The ACN for my 767 example does initially appear low, and this is due to something which I found out about the hard way - the computation of ACN for multi-wheel gear changed recently, with new alpha factors.
The original airport pavement design method is the deflection-based ESWL method which overstates the damaging effect of multi-wheel gears. This led to the introduction of pavement thickness reduction factors, or 'load repetition factors' called alpha factors. The design thickness of the pavement is obtained by multiplying the ‘standard’ thickness, T, from the ESWL design curve by alpha.
Boeing felt penalised by this on their 4 wheel gear and especially the 6 wheel gear of the 777. They/FAA developed new alpha values based on the mid-2000s full-scale tests at the FAA National Airport Pavement Test Facility using four- and six wheel undercarriages (I have a photo of one of the test sections at the bottom of this post).
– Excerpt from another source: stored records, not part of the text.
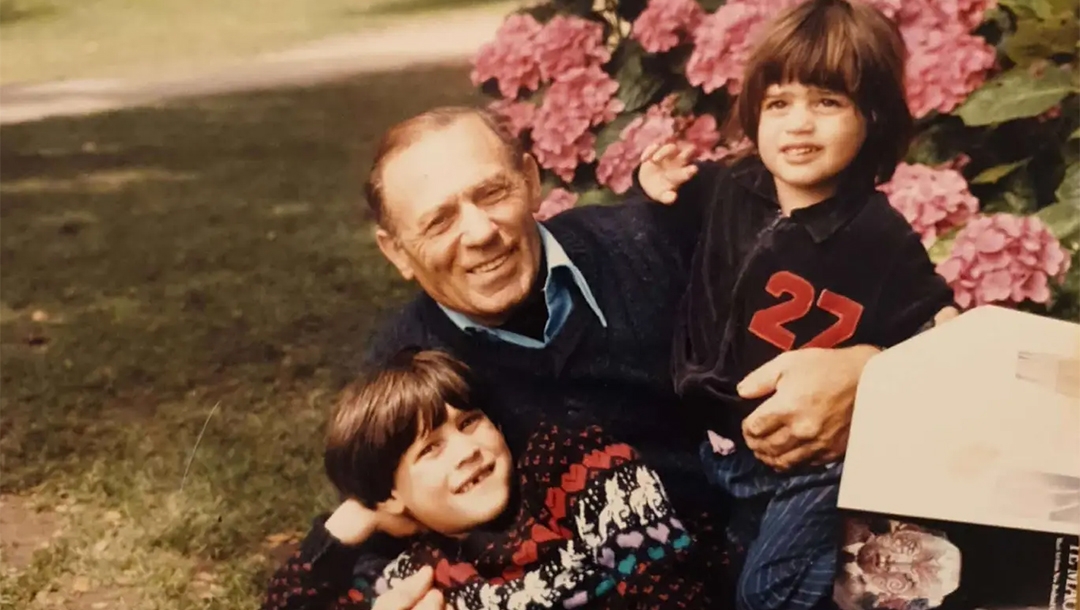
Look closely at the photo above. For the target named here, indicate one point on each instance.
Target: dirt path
(441, 38)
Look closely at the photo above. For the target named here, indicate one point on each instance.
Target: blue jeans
(787, 523)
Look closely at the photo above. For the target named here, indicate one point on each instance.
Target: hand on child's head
(353, 523)
(664, 168)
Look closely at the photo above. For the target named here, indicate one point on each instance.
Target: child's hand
(353, 524)
(664, 168)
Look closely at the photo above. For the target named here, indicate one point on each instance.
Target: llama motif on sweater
(594, 527)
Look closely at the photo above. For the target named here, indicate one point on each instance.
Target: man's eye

In 2007 the ICAO Air Navigation Commission released approval (via State Letter SL AN/420.1-EB/07/26 dated 16 October 2007) directing that permanent changes to be made by the aircraft manufacturers in the way that they calculate aircraft classification numbers (ACNs). The revised alpha factors affected the ACNs of all four-wheel and six-wheel main landing gear aircraft. The new Alpha Factors are 0.800 and 0.720 cf. the existing values of 0.825 and 0.788.
I have got the Boeing updated ACN charts released pursuant to that, and from those I interpolate ACN of 45 rigid and 43 flex for your B767-200, 141520kg version (except at 190 psi which is inconsequentially different).
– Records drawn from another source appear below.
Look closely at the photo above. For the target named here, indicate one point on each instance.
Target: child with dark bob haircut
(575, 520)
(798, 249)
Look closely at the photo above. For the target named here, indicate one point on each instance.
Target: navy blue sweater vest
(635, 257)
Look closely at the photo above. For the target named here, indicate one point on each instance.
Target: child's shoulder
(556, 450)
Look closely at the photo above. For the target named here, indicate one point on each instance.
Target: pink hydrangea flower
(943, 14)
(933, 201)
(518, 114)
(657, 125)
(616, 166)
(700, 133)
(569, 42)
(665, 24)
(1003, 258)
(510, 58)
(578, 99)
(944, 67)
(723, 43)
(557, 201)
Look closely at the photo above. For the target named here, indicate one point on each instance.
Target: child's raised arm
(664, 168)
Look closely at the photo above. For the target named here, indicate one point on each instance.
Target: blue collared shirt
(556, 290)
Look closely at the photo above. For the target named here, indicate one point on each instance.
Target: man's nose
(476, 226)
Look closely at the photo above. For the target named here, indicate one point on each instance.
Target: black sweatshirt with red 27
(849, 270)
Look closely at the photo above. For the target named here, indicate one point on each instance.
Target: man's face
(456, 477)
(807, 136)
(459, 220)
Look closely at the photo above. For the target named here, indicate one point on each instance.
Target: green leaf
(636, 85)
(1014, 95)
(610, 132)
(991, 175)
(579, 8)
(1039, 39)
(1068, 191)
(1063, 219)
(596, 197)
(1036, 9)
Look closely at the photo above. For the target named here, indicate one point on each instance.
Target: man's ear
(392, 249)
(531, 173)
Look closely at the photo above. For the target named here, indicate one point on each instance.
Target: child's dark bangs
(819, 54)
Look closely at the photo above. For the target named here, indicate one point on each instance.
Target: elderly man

Most of the difference in your ACN and mine for the B767-200, 183psi, 141520kg version lies in my using the 2007 ICAO alpha factors. There are also minor differences of less consequence in the interpolation of ACN charts and the pavement software I use, and in rounding ACNs to the nearest whole number.
Staying with the C subgrade [low] as an example:
Your records: rigid ACN is 44 and the flex is 45
Original ICAO ACNs: rigid ACN is 45 and the flex is 47
2007 ICAO Alphas: rigid ACN is 45 and the flex is 43
Your Herc numbers are pretty close to the ones from my software. I was wondering at the difference between that and the A400M and what the Airbus engineers had done. Then I twigged – they have put A400M 141 tonnes onto main gear with 12 wheels = 11.2 tonnes/wheel (assuming main gears take 95% of the weight). The C130 Herc puts 73 tonnes onto main gear of 4 wheels, which is 17.3 tonnes/wheel. That drops the ACN quite a bit.
Your PM must still be in transit because it doesn’t show up yet.